I used to listen to "Imus in the morning" regularly. About six years ago I quit, finding his commentary negative and inane. I also believed his project to build a "ranch" in New Mexico to host cancer-afflicted kids (using largely sponsors' funds for the construction so that the bunkhouse was named the American Express Bunkhouse, and so forth) was simply an excuse for him to return to the desert and have a toy to play with. Also, I found his interviews with newsmakers (which he touted as incisive and informative) were pap. I didn't really have trouble with the often-shaky references he made to various minorities, and even after seeing the lists of his remarks in various stories lately, I find many of them offensive but not incendiary, not more vulgar than what passes in many quarters these days for humor.

Of course, MSNBC can cut off its simulcast of his radio show, and others who carry his daily program can cease broadcasting it. That's their right (assuming they're not contractually bound to the contrary). But--and here's where my old ACLU instinct arises--he has a protected right to say what he says, and although it's not my cup of tea it may be somebody's. And--and here's my point--if it's nobody's then "market forces" will drive him off the air because nobody's forcing his listeners to listen.

Furthermore, I find the posturing and feigned outrage of many (especially politicians and media wags who've regularly appeared on his shows over the years, during which time he often used offensive words and references) to be beyond hypocritical, if there is such a state.

There, I've said my piece. Just as Imus has a right to say his.

Wednesday, April 11, 2007

Explain this to me

Over the years, I've seen (we've all seen) scores of photos of Iraqis holding dead or injured loved ones, wailing in outrage or sadness. Many of the dead were killed by U.S. troops, no doubt, which caused me even greater pain to see. But somehow this photo and its caption make me want to rise up and strike back at those in our nation who've caused this to happen. The man, beholding his wrecked pickup--probably his major asset, probably his means of livelihood--seems so anguished, in such helpless despair. And I can just imagine the hotheaded, frightened U.S. soldiers--teenagers, probably--who were driving the Bradley fighting vehicle, or whatever, that ran over his truck. They were likely afraid to wait for traffic to clear--they're sitting ducks in Baghdad--and so...this. A ruin of a man's life and livelihood.

For what?

Tuesday, April 10, 2007

One of the benefits of being older

is that I won't have to live in a world like this.

Sunday, April 08, 2007

An old friend on film

Environmentalist, humanist Edward Abbey was a friend of mine, and a client. I met him in the mid-sixties when I represented his wife, Judith, who'd been arrested in an antiwar protest. (Judy, still in her thirties, died a few years later.)
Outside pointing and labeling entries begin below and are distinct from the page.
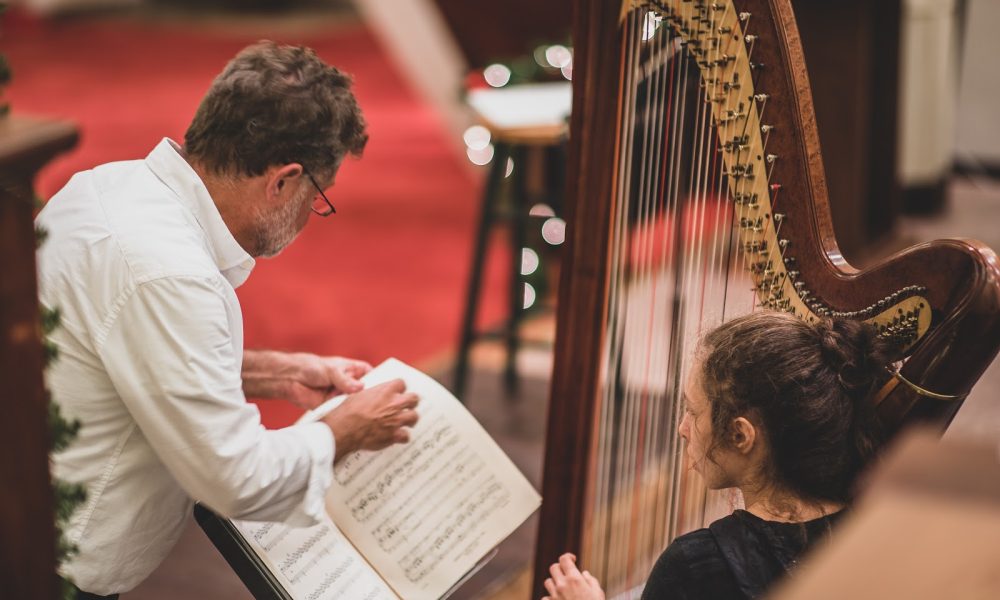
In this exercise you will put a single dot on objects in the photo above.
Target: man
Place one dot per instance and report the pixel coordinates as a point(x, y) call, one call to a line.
point(142, 260)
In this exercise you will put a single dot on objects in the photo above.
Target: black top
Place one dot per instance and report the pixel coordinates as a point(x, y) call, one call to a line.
point(736, 557)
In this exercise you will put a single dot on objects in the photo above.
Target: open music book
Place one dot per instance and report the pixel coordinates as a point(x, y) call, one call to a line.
point(409, 522)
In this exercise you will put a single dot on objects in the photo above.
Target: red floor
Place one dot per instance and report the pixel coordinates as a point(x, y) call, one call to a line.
point(383, 277)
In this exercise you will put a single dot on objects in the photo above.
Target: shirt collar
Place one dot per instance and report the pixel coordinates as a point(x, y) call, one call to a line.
point(167, 163)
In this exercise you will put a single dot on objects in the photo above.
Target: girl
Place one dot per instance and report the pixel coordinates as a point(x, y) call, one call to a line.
point(780, 409)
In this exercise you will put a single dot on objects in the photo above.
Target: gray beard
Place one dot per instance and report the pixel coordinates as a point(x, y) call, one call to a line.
point(277, 229)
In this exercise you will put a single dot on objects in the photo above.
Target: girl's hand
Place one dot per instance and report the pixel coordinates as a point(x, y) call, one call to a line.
point(568, 583)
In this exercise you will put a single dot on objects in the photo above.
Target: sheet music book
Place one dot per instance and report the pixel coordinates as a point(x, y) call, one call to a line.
point(410, 522)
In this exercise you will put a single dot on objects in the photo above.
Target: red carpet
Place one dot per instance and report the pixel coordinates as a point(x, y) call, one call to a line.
point(383, 277)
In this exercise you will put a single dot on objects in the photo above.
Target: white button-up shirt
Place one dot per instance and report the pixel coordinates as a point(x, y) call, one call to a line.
point(143, 269)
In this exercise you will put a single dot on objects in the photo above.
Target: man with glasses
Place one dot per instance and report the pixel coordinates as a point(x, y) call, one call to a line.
point(143, 258)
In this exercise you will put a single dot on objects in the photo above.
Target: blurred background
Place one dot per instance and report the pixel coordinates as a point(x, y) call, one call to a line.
point(428, 257)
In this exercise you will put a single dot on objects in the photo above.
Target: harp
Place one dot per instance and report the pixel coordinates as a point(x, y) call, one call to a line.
point(697, 193)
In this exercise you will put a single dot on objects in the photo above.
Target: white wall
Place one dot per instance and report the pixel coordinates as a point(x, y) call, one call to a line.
point(978, 131)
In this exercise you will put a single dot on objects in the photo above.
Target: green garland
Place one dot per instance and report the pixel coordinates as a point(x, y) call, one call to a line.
point(67, 496)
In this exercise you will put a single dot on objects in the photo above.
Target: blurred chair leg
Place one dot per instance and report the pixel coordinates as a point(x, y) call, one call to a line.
point(487, 216)
point(518, 226)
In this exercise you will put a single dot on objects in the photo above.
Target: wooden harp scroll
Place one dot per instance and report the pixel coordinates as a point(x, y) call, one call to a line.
point(697, 193)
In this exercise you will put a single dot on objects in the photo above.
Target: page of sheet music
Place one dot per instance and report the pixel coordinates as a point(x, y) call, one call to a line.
point(315, 563)
point(425, 512)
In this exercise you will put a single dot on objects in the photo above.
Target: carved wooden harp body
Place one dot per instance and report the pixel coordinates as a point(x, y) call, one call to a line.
point(697, 193)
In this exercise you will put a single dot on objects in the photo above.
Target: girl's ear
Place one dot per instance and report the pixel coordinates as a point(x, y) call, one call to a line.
point(744, 435)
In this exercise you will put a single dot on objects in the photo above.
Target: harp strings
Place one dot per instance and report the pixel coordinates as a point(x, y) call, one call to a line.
point(673, 241)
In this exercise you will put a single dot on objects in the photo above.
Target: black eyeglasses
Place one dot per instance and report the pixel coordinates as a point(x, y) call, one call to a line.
point(324, 208)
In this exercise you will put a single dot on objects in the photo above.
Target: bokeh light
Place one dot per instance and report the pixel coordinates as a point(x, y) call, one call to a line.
point(529, 295)
point(481, 156)
point(496, 75)
point(529, 261)
point(554, 231)
point(476, 137)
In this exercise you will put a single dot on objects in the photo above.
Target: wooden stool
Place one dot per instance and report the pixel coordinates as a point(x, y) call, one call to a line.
point(521, 120)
Ed later moved to Tucson (my realtor brother, Charlie, found his home in the foothills of the Tucson Mountains), and we saw each other often, for legal stuff and social stuff.
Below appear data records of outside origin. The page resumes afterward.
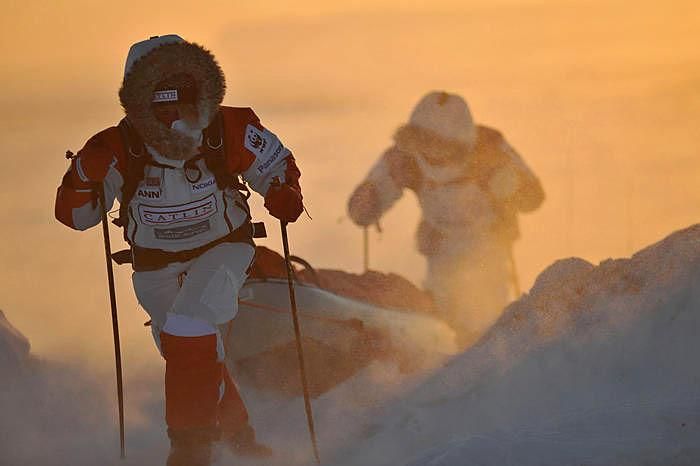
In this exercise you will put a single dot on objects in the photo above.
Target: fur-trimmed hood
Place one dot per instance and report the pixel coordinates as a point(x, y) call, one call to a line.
point(443, 160)
point(434, 148)
point(162, 62)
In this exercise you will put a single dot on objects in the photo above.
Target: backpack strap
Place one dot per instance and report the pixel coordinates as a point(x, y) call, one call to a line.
point(214, 154)
point(137, 159)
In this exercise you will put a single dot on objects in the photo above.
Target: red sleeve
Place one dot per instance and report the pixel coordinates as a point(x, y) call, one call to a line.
point(72, 193)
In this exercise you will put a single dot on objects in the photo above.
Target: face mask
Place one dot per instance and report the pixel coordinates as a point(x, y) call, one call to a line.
point(182, 127)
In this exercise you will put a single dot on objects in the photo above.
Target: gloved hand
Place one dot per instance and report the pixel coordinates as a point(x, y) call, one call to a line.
point(284, 202)
point(92, 164)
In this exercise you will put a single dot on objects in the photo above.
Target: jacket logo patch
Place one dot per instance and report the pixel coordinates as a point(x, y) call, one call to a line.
point(263, 167)
point(149, 193)
point(255, 140)
point(182, 232)
point(203, 185)
point(167, 215)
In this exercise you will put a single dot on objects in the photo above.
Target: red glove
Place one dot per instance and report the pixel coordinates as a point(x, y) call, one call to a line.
point(91, 164)
point(284, 202)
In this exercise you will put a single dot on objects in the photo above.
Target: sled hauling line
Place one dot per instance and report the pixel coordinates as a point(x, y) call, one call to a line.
point(355, 324)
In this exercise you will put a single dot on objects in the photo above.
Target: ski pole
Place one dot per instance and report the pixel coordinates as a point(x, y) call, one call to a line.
point(297, 333)
point(365, 246)
point(115, 322)
point(514, 274)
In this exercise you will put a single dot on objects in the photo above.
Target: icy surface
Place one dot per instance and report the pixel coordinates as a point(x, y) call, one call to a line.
point(14, 349)
point(595, 366)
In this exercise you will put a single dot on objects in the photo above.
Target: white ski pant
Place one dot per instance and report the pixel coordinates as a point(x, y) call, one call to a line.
point(194, 298)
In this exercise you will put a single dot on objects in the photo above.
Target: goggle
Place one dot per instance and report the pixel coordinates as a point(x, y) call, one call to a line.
point(184, 95)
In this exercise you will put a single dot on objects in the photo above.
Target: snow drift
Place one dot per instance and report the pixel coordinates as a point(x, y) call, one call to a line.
point(596, 365)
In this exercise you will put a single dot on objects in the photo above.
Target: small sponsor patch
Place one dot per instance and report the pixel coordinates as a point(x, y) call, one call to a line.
point(149, 193)
point(167, 215)
point(263, 167)
point(203, 185)
point(266, 147)
point(169, 95)
point(182, 232)
point(255, 140)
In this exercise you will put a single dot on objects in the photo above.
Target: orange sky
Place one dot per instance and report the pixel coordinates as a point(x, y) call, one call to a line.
point(602, 99)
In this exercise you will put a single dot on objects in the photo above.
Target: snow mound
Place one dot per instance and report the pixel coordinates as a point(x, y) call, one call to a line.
point(596, 365)
point(14, 349)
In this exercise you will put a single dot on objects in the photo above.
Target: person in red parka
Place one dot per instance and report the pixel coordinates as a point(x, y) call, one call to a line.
point(175, 164)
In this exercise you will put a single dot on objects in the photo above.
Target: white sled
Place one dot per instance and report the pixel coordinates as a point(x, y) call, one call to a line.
point(340, 335)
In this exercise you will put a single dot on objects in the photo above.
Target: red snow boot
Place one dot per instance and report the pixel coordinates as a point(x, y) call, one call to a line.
point(190, 447)
point(243, 443)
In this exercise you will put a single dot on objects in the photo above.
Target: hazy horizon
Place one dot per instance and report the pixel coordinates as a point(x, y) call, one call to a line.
point(601, 99)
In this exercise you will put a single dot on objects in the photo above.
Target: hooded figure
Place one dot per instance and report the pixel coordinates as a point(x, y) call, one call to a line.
point(175, 164)
point(470, 185)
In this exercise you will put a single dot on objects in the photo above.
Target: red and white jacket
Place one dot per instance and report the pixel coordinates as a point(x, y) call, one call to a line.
point(175, 208)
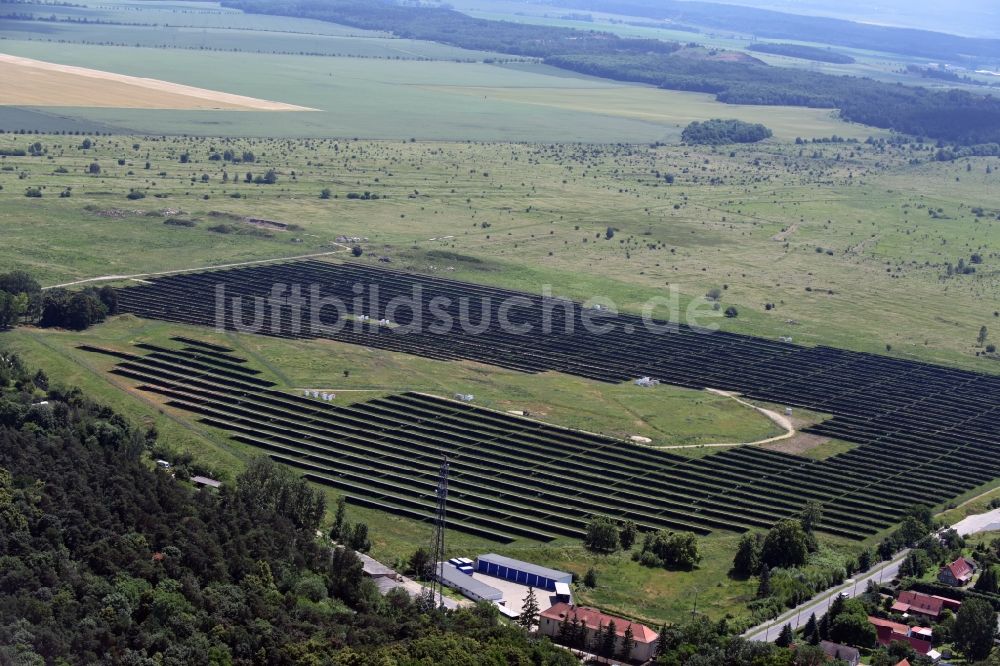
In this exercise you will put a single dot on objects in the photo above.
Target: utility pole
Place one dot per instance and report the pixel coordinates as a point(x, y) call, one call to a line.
point(439, 523)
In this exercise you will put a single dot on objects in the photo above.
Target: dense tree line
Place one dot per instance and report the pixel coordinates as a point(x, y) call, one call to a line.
point(716, 132)
point(803, 52)
point(22, 300)
point(950, 115)
point(440, 24)
point(954, 115)
point(106, 559)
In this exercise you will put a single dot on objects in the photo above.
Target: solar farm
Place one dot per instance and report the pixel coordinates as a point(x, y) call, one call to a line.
point(924, 433)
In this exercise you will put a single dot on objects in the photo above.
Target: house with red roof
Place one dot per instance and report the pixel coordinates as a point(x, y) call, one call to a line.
point(927, 605)
point(887, 631)
point(957, 573)
point(551, 621)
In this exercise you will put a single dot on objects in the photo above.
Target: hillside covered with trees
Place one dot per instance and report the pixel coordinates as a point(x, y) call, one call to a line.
point(106, 559)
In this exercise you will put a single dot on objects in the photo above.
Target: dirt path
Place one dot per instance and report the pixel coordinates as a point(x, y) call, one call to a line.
point(138, 276)
point(780, 420)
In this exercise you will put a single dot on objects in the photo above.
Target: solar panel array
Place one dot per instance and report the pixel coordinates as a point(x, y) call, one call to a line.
point(925, 433)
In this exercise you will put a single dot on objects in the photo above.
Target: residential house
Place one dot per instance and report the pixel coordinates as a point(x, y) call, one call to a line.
point(918, 603)
point(592, 621)
point(887, 631)
point(837, 651)
point(957, 573)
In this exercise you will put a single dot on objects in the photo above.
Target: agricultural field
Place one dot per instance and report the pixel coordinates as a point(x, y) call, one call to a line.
point(35, 83)
point(858, 261)
point(362, 83)
point(875, 64)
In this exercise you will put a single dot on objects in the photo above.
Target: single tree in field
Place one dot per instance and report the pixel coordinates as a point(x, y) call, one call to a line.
point(627, 534)
point(811, 630)
point(340, 519)
point(746, 562)
point(786, 545)
point(609, 640)
point(785, 637)
point(811, 515)
point(764, 586)
point(988, 580)
point(529, 611)
point(975, 628)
Ed's books were reverent celebrations of the American west. Desert Solitaire, an early book, described his summer as a park ranger in Utah, and a later book, The Monkey Wrench Gang, decried the construction of the Glen Canyon Dam in northern Arizona, a huge project that dammed the Colorado River, flooding the Glen Canyon's fabulous terrain and monumental geological structures.

This video shows Ed in 1981 giving a speech on the top of Glen Canyon to a gathering that is said to have been the genesis of the environmental group, Earth First! It was good to see my old friend, alive and kicking. He died about ten years ago, and as with many things in his life, his death was shrouded in controversy. But that's another story.